Australia urged to help climate diplomacy

Australia must pull its weight in the Pacific and go harder on cutting emissions, according to international climate leaders.

South Korea’s Ban Ki-moon, former secretary-general of the United Nations, told a forum in Canberra on Tuesday that the clean energy race has already begun and Australia needs to keep up.

Mr Ban says Asia’s direction in electrifying economies is clear, and it will change Australia’s economic prospects.

“The region will continue to want Australia’s exports, but they now want and expect clean energy alternatives,” he warned.

He also called for Australia to rejoin the Green Climate Fund and “pull its weight” in providing funding for poorer nations in the Pacific to respond to the impact of more severe and frequent disasters.

Former prime minister Scott Morrison scrapped Australia’s involvement in the fund, opting instead for a Pacific “step up” policy that critics say did little to help Pacific neighbours adapt and respond.

Mr Ban said the 2022 election result indicated voters of all stripes supported action on climate change.

The former diplomat encouraged all sides of politics to “step up and ensure Australia is a leader on climate action”.

Australia’s Climate Change Bill currently before parliament locks in tougher emissions reduction targets.

“This is a positive first step, and the step-up that the world has long been waiting for,” Mr Ban said.

French economist Laurence Tubiana, a key architect of the Paris Agreement on climate change, said she was pleased to see the new national commitment from the Albanese government.

“It’s a very positive first step, especially so early into the new term,” she told the forum.

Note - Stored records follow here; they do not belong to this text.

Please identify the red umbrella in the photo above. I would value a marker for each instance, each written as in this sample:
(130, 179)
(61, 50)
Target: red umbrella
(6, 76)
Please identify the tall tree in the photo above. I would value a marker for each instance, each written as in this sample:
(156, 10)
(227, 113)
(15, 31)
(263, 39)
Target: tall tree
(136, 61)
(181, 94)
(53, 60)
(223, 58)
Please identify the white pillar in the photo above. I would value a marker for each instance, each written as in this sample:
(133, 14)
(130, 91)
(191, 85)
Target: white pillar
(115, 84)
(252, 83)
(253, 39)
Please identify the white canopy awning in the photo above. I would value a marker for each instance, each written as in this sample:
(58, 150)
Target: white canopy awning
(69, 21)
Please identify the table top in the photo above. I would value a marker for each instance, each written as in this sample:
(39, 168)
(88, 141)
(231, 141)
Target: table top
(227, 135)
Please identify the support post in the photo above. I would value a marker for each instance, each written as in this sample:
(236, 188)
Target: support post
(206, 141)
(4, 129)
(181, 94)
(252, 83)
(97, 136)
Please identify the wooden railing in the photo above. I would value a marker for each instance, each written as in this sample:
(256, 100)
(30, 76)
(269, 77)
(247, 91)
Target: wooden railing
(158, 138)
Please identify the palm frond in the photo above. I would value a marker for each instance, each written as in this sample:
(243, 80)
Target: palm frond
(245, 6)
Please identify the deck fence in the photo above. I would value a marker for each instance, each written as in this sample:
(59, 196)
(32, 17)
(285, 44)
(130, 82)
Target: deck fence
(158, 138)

“But we all have a long way to go and little time to ramp up. Australia too has a long way to go.”

Australia’s new contribution “remains insufficiently aligned with 1.5 degree and with its fair share”, she said.

Warning that the next UN climate summit will be difficult, with the world in the grips of an energy crisis, she said Australia could help by sending signals that will help protect climate diplomacy.

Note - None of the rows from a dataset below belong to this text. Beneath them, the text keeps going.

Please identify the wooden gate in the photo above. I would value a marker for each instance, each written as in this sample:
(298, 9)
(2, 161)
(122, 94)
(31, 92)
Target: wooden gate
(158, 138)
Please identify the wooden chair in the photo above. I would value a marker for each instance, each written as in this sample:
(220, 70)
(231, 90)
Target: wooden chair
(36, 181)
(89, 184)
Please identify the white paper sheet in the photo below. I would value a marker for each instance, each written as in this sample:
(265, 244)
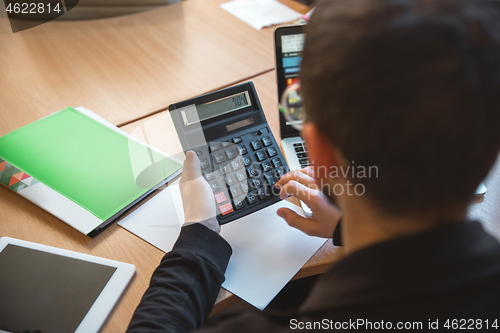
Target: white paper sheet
(267, 252)
(260, 13)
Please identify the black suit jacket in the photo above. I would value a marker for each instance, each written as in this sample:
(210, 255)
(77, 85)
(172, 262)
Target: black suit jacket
(438, 277)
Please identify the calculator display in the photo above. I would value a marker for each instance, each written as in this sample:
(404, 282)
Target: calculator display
(216, 108)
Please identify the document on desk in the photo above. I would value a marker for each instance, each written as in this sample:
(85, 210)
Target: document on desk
(81, 168)
(260, 13)
(267, 252)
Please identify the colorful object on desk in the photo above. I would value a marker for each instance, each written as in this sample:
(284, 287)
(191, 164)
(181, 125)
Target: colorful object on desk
(86, 169)
(14, 178)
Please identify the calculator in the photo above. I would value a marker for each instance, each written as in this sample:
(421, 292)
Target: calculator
(239, 156)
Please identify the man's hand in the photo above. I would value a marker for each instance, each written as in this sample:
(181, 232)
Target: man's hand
(302, 185)
(197, 196)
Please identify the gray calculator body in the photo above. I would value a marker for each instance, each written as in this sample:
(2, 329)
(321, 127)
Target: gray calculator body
(239, 155)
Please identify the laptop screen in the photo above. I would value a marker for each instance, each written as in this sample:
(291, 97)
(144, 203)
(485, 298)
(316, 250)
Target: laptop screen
(289, 43)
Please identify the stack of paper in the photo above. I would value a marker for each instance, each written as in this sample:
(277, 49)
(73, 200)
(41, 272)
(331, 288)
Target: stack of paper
(267, 252)
(260, 13)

“Australia’s friends want to see a whole-of-Australia plan, one that eliminates harmful subsidies, that fully embraces renewables solutions for energy and transport, starting now, through 2030, and to your 2050 target,” she said.

Mr Ban urged Australia to match the level of ambition of the United States, the United Kingdom, European Union and Japan, by at least halving net emissions this decade.

That would mean building ambition into the Climate Change Bill 2022 so that the current floor of 43 per cent emissions reduction by 2030 can be steadily revised upwards.